75 % du montant perçus sont reversés aux artistes selon des clefs de répartition propres à chaque OGC. Les 25 % restants sont utilisés sous forme « d’actions culturelles ».

Le projet de loi contesté

A l’heure actuelle, la redevance pour copie privée est acquittée uniquement sur les produits neufs lors de leur mise en circulation en Europe. Mais quid des produits d’occasion face à l’essor du marché du reconditionné ? Faut-il assujettir les appareils reconditionnés à cette redevance ? Dans son rapport d’activité pour l’année 2019, Copie France avait accueilli favorablement cet élargissement du champ d’application de la redevance jugeant que les appareils reconditionnés « offrent à un nouvel utilisateur la possibilité de bénéficier de fonctions identiques de copie privée »

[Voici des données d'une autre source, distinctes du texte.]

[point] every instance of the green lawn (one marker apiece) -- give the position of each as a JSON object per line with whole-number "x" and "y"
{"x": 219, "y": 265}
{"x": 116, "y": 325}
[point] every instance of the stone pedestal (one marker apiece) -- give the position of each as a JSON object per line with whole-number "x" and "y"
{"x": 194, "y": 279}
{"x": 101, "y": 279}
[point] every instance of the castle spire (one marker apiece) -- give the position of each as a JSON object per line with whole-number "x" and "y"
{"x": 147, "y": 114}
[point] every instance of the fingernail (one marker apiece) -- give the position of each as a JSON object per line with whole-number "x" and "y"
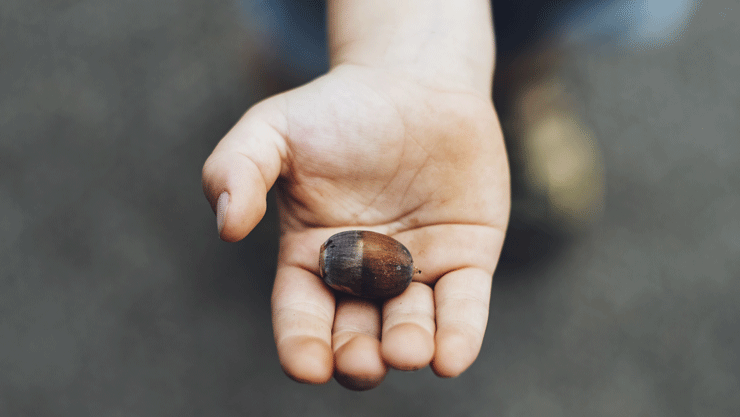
{"x": 221, "y": 207}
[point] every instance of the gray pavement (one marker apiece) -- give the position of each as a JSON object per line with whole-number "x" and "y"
{"x": 117, "y": 299}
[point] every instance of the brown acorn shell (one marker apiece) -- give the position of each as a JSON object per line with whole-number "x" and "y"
{"x": 366, "y": 264}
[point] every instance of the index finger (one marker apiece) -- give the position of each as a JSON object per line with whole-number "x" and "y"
{"x": 302, "y": 319}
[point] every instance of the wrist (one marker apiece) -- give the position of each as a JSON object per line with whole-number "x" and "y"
{"x": 443, "y": 43}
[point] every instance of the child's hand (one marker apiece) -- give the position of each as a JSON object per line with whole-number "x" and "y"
{"x": 366, "y": 149}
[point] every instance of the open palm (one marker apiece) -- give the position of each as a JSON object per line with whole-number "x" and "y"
{"x": 373, "y": 150}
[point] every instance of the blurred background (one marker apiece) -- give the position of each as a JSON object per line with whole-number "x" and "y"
{"x": 618, "y": 293}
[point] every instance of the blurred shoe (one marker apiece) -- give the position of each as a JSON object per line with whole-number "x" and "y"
{"x": 556, "y": 165}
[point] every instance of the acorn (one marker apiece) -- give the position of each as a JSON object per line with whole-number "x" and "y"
{"x": 366, "y": 264}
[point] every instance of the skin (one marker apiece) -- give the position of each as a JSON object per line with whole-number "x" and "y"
{"x": 401, "y": 138}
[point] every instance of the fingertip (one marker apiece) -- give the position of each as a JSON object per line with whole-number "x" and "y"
{"x": 358, "y": 364}
{"x": 455, "y": 353}
{"x": 407, "y": 347}
{"x": 237, "y": 192}
{"x": 307, "y": 359}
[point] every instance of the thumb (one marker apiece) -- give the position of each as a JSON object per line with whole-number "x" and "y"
{"x": 242, "y": 168}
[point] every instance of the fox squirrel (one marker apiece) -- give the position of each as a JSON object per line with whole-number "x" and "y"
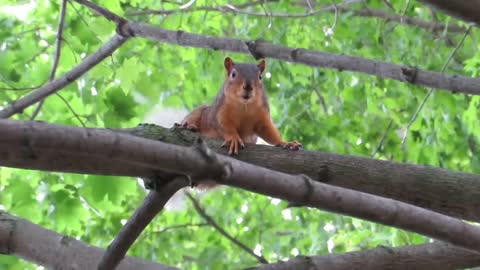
{"x": 240, "y": 111}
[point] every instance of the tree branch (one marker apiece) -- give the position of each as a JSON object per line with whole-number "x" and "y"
{"x": 466, "y": 10}
{"x": 151, "y": 206}
{"x": 56, "y": 57}
{"x": 201, "y": 163}
{"x": 219, "y": 229}
{"x": 449, "y": 192}
{"x": 427, "y": 256}
{"x": 432, "y": 26}
{"x": 260, "y": 49}
{"x": 90, "y": 61}
{"x": 229, "y": 8}
{"x": 33, "y": 243}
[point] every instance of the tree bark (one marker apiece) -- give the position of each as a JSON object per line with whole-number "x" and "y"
{"x": 33, "y": 243}
{"x": 438, "y": 256}
{"x": 202, "y": 163}
{"x": 450, "y": 192}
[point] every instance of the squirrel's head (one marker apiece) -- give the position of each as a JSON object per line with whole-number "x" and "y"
{"x": 243, "y": 81}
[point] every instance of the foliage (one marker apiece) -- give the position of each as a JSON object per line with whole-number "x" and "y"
{"x": 143, "y": 75}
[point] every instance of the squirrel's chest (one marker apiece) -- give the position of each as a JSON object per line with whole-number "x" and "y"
{"x": 244, "y": 117}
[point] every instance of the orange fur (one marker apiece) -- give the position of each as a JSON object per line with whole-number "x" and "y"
{"x": 240, "y": 112}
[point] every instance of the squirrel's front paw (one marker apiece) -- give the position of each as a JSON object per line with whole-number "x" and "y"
{"x": 234, "y": 142}
{"x": 290, "y": 145}
{"x": 186, "y": 125}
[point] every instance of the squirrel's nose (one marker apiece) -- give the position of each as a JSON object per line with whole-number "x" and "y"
{"x": 247, "y": 86}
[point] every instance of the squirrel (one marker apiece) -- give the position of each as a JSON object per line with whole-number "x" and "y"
{"x": 240, "y": 111}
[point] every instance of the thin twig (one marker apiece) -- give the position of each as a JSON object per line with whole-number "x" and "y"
{"x": 417, "y": 111}
{"x": 90, "y": 61}
{"x": 56, "y": 58}
{"x": 179, "y": 226}
{"x": 107, "y": 14}
{"x": 71, "y": 109}
{"x": 151, "y": 206}
{"x": 382, "y": 140}
{"x": 217, "y": 227}
{"x": 236, "y": 9}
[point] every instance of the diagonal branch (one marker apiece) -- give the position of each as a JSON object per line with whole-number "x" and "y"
{"x": 106, "y": 50}
{"x": 433, "y": 26}
{"x": 51, "y": 250}
{"x": 313, "y": 58}
{"x": 219, "y": 229}
{"x": 426, "y": 256}
{"x": 450, "y": 192}
{"x": 151, "y": 206}
{"x": 467, "y": 10}
{"x": 200, "y": 163}
{"x": 229, "y": 8}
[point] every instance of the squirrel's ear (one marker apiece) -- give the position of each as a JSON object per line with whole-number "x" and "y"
{"x": 228, "y": 62}
{"x": 262, "y": 65}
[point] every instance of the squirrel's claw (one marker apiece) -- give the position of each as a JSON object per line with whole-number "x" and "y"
{"x": 234, "y": 142}
{"x": 291, "y": 145}
{"x": 186, "y": 125}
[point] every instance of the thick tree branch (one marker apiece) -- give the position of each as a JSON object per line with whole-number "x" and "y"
{"x": 51, "y": 87}
{"x": 438, "y": 256}
{"x": 453, "y": 193}
{"x": 467, "y": 10}
{"x": 259, "y": 49}
{"x": 33, "y": 243}
{"x": 202, "y": 163}
{"x": 220, "y": 230}
{"x": 151, "y": 206}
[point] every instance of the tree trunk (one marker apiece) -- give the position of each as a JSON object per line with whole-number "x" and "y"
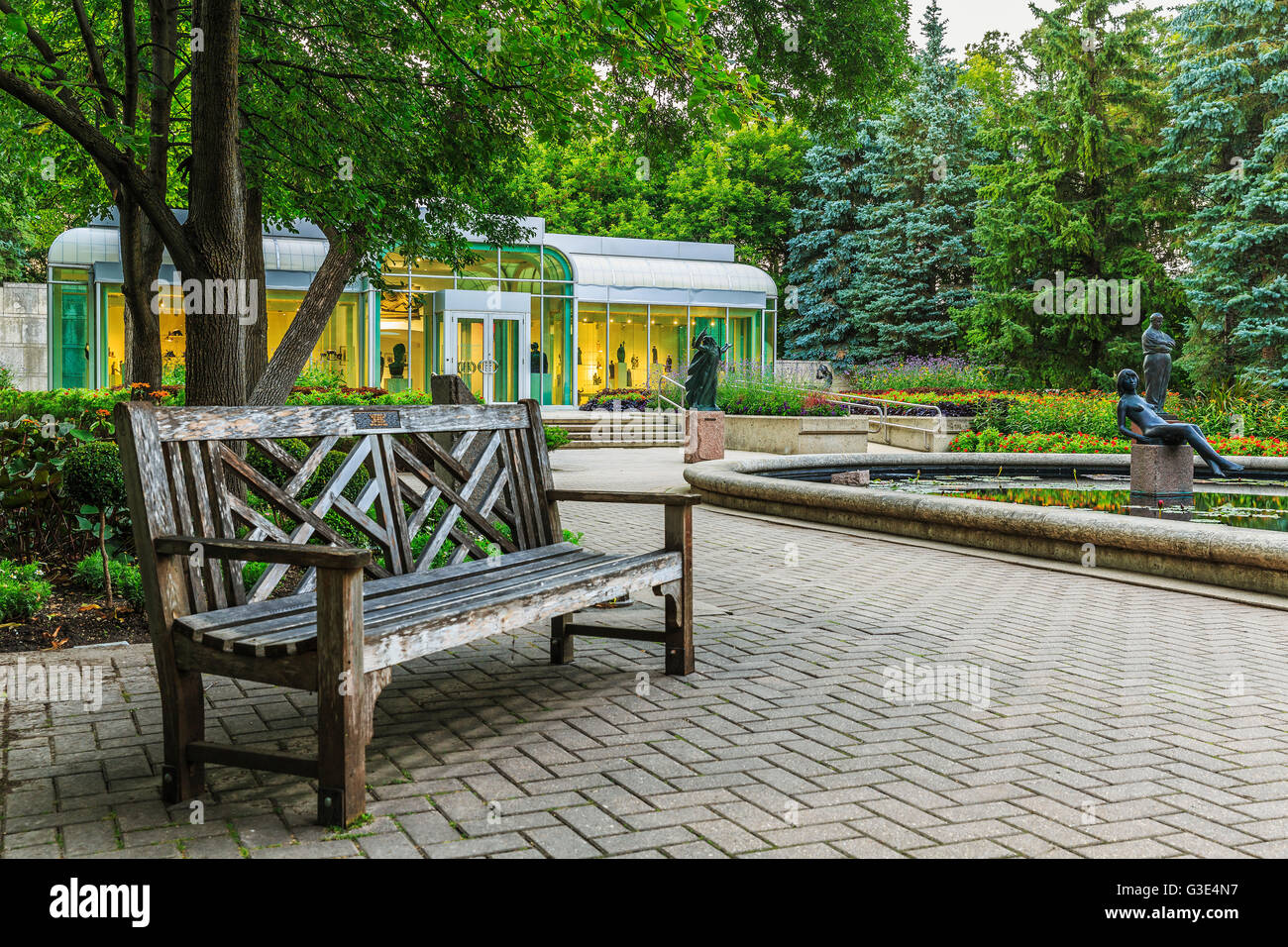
{"x": 257, "y": 333}
{"x": 217, "y": 215}
{"x": 141, "y": 262}
{"x": 316, "y": 309}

Un raisonnement rejeté par le sénateur Patrick Chaize qui, au cours des débats parlementaires au Sénat, a fait valoir qu’ « un appareil reconditionné est un seul et même équipement, et [qui] ne peut être assujetti à la taxe qu’une seule fois ». L’élargissement aux appareils reconditionnés représenterait selon lui « une menace sur un secteur en développement », et « un coup au pouvoir d’achat des Français [qui] freinerait le développement de solutions vertueuses pour l’environnement »

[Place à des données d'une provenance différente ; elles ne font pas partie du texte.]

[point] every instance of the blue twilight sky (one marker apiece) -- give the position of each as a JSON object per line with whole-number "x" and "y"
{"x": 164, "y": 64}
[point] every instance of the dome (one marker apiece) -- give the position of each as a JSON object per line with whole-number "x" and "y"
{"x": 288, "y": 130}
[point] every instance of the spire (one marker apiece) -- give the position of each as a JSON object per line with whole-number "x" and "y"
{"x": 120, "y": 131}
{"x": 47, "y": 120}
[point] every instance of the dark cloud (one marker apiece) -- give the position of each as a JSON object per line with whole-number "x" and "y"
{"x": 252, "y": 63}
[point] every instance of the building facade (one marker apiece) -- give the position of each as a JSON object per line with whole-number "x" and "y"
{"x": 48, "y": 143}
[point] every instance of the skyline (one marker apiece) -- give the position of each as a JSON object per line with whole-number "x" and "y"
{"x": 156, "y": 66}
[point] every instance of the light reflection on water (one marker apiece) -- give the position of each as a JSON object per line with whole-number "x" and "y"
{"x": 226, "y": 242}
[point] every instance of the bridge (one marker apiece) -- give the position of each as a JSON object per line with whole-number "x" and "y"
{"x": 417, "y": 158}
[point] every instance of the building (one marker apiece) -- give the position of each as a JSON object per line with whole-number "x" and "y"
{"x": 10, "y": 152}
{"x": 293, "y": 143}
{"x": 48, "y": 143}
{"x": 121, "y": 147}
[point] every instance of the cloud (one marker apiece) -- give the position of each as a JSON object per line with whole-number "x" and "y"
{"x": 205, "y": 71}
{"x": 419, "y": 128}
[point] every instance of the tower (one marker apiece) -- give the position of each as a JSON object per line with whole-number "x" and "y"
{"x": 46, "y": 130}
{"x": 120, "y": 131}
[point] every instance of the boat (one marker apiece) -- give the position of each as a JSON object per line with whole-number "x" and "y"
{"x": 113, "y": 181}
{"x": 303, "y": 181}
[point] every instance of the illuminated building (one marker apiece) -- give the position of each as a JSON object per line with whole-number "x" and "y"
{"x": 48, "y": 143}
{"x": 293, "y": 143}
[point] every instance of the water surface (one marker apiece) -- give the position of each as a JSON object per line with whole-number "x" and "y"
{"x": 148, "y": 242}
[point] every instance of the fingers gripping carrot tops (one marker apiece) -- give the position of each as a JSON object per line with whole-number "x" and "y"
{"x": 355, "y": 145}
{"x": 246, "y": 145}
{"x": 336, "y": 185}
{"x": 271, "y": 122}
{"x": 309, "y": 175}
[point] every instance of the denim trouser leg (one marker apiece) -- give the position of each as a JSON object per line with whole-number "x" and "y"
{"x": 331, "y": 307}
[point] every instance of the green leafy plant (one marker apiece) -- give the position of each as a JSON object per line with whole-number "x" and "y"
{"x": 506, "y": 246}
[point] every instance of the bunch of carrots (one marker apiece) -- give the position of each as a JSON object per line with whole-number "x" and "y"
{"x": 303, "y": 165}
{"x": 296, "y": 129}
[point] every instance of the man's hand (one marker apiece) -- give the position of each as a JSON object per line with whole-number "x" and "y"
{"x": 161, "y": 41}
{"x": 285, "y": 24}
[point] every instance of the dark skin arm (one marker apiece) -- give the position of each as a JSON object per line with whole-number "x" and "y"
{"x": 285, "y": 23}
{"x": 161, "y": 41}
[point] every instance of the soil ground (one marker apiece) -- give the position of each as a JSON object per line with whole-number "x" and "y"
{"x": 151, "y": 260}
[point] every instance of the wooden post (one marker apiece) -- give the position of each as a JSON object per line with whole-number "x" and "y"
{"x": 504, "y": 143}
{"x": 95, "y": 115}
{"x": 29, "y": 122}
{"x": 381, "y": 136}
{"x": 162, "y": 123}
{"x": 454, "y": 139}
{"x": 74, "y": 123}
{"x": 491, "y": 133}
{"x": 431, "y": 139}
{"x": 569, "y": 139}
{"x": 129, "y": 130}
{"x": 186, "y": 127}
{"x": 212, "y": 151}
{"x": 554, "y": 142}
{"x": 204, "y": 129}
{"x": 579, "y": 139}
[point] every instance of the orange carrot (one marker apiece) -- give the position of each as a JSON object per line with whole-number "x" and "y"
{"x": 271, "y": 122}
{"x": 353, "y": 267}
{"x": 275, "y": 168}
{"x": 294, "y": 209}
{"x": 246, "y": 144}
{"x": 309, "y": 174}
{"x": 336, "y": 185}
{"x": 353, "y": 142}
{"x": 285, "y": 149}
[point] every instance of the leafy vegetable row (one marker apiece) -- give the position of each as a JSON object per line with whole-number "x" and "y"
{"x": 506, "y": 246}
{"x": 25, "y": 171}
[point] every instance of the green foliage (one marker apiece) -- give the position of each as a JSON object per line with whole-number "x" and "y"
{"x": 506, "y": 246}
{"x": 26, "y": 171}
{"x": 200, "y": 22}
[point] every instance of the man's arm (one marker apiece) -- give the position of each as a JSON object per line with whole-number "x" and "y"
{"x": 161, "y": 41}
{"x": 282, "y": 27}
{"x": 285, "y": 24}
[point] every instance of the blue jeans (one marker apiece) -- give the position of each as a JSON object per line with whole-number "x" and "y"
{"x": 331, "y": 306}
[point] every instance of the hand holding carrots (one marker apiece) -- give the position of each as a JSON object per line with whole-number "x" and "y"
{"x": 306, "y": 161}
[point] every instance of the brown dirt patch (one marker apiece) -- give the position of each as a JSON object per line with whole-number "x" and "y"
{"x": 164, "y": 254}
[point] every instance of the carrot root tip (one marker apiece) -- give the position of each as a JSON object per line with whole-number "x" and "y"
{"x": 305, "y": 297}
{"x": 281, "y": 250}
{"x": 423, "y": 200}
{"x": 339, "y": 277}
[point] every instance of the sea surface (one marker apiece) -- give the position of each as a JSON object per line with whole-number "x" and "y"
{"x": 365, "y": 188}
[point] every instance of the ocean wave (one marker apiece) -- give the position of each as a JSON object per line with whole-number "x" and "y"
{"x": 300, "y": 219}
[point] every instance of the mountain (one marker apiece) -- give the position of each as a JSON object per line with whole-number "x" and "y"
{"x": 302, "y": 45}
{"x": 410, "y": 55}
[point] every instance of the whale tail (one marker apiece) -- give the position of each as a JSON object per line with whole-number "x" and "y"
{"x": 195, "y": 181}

Dans la défense de son amendement, le sénateur a reçu l’appui de la Commission du développement durable et de l’aménagement du territoire - à l’origine de cette proposition de loi - qui, par la voix de son rapporteur Jean-Michel Houllegatte (SER), estime que l’on ne peut à la fois « stimuler des activités de reconditionnement [et], dans le même temps, accepter que ces dernières soient taxées ».

La proposition de loi doit désormais être débattue à l’Assemblée nationale, à compter du 10 juin prochain. Roselyne Bachelot et l’ancien ministre de la Culture Jack Lang, initiateur de la loi de 1985, ont appelé les députés à abandonner cette remise en cause partielle de la rémunération pour copie privée. Pour la ministre, « une œuvre écoutée ou vue sur une tablette ou un smartphone reconditionné demeure le fruit du travail d’un artiste […] devant faire l’objet d’une rémunération », avant d’ajouter que « la protection de l’environnement ne doit pas se faire en sacrifiant la rémunération des créateurs et le soutien à la création »

Un argument partagé par l’Académie des beaux-arts qui, la veille, avait fait savoir, dans un communiqué, « qu’on ne défendra pas l’écologie en s’attaquant à la création artistique ».  Dimanche plus de 1 600 artistes ont signé une pétition allant dans le même sens.